Eating elephant, first step (events, db schema) #2006

zbynekwinkler · 2014-02-09T12:44:04Z

As discussed at #1549 we need to pick a place where the elephant is softest and start there. Tracking claimed_time and username appears to be it.

The events table is our log. The ultimate goal being that any db state at any point of time in the past should be reconstructable. After several tries at this it seems prudent to keep two participant ids in this table. The first one is to be used "the participant" (tipper, claimer etc.). The second one is to be used as "the other" (tippee, team etc.). This setting allows somewhat sane filtering. Using ids instead of usernames makes the past unmutable which is what we need for any log.

The next steps are to fold goal, number, statement, bitcoin and other attributes into this architecture.

The more chewy parts of the elephant include user creation semantics, tipping and absorbing (take_over).

The ultimate test will be reconstructing the current state of the db just from the events table.

Please review & merge.

seanlinsley · 2014-02-09T16:19:29Z

gittip/models/participant.py

+                                    "WHERE username=%s "
+                                    "RETURNING username, username_lower"
+                                   , (suggested, lowercased, self.username)
+                                   )


Did you intentionally remove the back_as=tuple argument here? Why isn't it needed any more?

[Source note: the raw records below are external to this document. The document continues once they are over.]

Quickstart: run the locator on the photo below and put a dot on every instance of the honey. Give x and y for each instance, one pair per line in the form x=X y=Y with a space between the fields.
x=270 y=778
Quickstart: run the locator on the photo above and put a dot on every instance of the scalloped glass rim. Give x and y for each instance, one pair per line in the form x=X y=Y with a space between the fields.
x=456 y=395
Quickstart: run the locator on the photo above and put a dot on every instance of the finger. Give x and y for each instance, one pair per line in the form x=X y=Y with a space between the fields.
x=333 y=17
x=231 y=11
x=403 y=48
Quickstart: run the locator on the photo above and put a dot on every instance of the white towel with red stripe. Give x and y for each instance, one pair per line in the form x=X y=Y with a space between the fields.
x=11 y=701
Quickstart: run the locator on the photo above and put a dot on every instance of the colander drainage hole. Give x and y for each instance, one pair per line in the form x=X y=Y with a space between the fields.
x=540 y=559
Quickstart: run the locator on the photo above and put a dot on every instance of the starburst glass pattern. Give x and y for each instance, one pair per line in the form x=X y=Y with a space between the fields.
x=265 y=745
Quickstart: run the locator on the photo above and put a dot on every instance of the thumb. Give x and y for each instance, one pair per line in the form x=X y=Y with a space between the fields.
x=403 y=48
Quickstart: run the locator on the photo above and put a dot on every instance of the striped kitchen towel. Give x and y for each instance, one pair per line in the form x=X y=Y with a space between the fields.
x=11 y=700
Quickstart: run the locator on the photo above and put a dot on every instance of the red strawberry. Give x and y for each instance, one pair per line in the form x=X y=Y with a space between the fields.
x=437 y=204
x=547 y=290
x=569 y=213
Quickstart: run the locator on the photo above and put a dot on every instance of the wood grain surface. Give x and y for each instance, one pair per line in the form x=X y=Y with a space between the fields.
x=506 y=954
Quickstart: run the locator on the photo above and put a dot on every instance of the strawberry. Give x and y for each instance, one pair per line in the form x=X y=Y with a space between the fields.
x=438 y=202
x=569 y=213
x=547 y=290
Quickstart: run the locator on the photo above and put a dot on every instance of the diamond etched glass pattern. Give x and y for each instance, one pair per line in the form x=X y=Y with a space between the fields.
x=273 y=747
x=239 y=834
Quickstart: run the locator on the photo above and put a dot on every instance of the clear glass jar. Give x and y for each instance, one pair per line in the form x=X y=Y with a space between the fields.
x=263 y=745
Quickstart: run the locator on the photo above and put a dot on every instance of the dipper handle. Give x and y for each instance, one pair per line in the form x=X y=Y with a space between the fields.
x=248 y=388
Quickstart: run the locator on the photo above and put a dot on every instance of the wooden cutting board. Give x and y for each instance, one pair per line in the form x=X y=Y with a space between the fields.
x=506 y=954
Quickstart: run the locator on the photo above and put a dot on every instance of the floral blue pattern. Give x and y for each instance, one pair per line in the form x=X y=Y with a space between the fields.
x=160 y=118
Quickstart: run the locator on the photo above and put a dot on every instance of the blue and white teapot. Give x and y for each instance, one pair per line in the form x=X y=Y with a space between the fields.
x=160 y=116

Not only is not needed, it is not allowed. The way it works is that back_as is a property of the cursor. Since now I create the cursor explicitly, I need to supply it as a param in the get_cursor call.

Ah, now I see that. Makes sense.

seanlinsley · 2014-02-09T18:53:40Z

@zwn is #1939 (comment) related to this PR?

zbynekwinkler · 2014-02-09T19:05:39Z

Yes, it is. Actually that write up is pretty good. Thinking about showing the history to the users forces us to be honest and think everything through.

zbynekwinkler · 2014-02-09T20:06:09Z

I think we should think of the events table as something quite low level—just id and payload—and we should expect to be writing significant abstractions atop it for day-to-day use.

@whit537 I must say I am pretty surprised (not in a bad way) you arguing this side. You might wonder why I am but have you recently looked at the gittip schema? 😉 You have used perhaps all the standard and nonstandard postgres features there are.

Ok, you are making sense. I see what I can do about it.

chadwhitacre · 2014-02-09T20:17:49Z

branch.sql

+    CREATE TABLE events
+    ( id        serial      PRIMARY KEY
+    , ctime     timestamp   NOT NULL DEFAULT CURRENT_TIMESTAMP
+    , pid1      bigint      NOT NULL


Is there a reason not to reference the participants table here?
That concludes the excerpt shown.